Backward Compatibility, Go 1.21, and Go 2

The Go Blog

Backward Compatibility, Go 1.21, and Go 2

Russ Cox
14 August 2023

Go 1.21 includes new features to improve compatibility. Before you stop reading, I know that sounds boring. But boring can be good. Back in the early days of Go 1, Go was exciting and full of surprises. Each week we cut a new snapshot release and everyone got to roll the dice to see what we’d changed and how their programs would break. We released Go 1 and its compatibility promise to remove the excitement, so that new releases of Go would be boring.

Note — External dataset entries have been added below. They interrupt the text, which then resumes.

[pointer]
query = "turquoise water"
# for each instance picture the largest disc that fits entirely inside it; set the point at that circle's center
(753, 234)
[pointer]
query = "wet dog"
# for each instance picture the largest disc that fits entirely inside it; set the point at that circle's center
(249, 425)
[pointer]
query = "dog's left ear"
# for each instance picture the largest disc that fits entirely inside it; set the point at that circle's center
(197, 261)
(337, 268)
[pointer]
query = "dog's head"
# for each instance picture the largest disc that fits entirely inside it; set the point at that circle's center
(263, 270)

Boring is good. Boring is stable. Boring means being able to focus on your work, not on what’s different about Go. This post is about the important work we shipped in Go 1.21 to keep Go boring.

Go 1 Compatibility

We’ve been focused on compatibility for over a decade. For Go 1, back in 2012, we published a document titled “Go 1 and the Future of Go Programs” that lays out a very clear intention:

It is intended that programs written to the Go 1 specification will continue to compile and run correctly, unchanged, over the lifetime of that specification. … Go programs that work today should continue to work even as future releases of Go 1 arise.

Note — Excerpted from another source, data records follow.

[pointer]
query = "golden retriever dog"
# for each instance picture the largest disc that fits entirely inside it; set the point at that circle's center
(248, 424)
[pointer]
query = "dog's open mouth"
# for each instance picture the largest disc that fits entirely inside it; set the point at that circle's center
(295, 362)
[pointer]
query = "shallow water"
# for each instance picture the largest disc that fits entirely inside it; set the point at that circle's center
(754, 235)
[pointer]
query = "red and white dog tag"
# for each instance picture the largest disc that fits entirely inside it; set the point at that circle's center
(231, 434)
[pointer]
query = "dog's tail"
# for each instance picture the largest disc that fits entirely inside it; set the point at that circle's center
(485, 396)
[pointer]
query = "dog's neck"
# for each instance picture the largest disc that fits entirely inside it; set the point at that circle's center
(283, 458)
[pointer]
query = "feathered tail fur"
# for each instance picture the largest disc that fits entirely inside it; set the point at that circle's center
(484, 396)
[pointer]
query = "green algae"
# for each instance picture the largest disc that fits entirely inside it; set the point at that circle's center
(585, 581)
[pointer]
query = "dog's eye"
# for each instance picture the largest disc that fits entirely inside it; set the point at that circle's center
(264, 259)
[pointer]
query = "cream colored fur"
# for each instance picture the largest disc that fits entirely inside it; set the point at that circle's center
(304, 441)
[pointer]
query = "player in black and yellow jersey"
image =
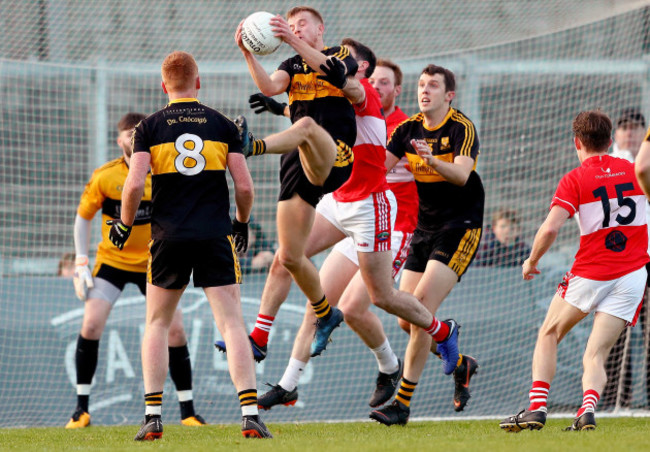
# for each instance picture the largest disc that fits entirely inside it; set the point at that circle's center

There are a few qualifications to that. First, compatibility means source compatibility. When you update to a new version of Go, you do have to recompile your code. Second, we can add new APIs, but not in a way that breaks existing code.

The end of the document warns, “[It] is impossible to guarantee that no future change will break any program.” Then it lays out a number of reasons why programs might still break.

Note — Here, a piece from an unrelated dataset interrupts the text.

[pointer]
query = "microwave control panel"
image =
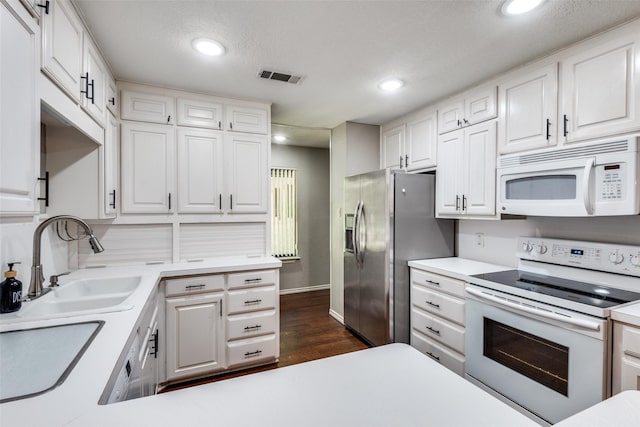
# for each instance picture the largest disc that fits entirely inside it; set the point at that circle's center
(610, 182)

For example, it makes sense that if your program depends on a buggy behavior and we fix the bug, your program will break. But we try very hard to break as little as possible and keep Go boring. There are two main approaches we’ve used so far: API checking and testing.

API Checking

Perhaps the clearest fact about compatibility is that we can’t take away API, or else programs using it will break.

For example, here’s a program someone has written that we can’t break:

package main
import "os"
func main() {
    os.Stdout.WriteString("hello, world\n")
}

We can’t remove the package os; we can’t remove the global variable os.Stdout, which is an *os.File; and we also can’t remove the os.File method WriteString. It should be clear that removing any of those would break this program.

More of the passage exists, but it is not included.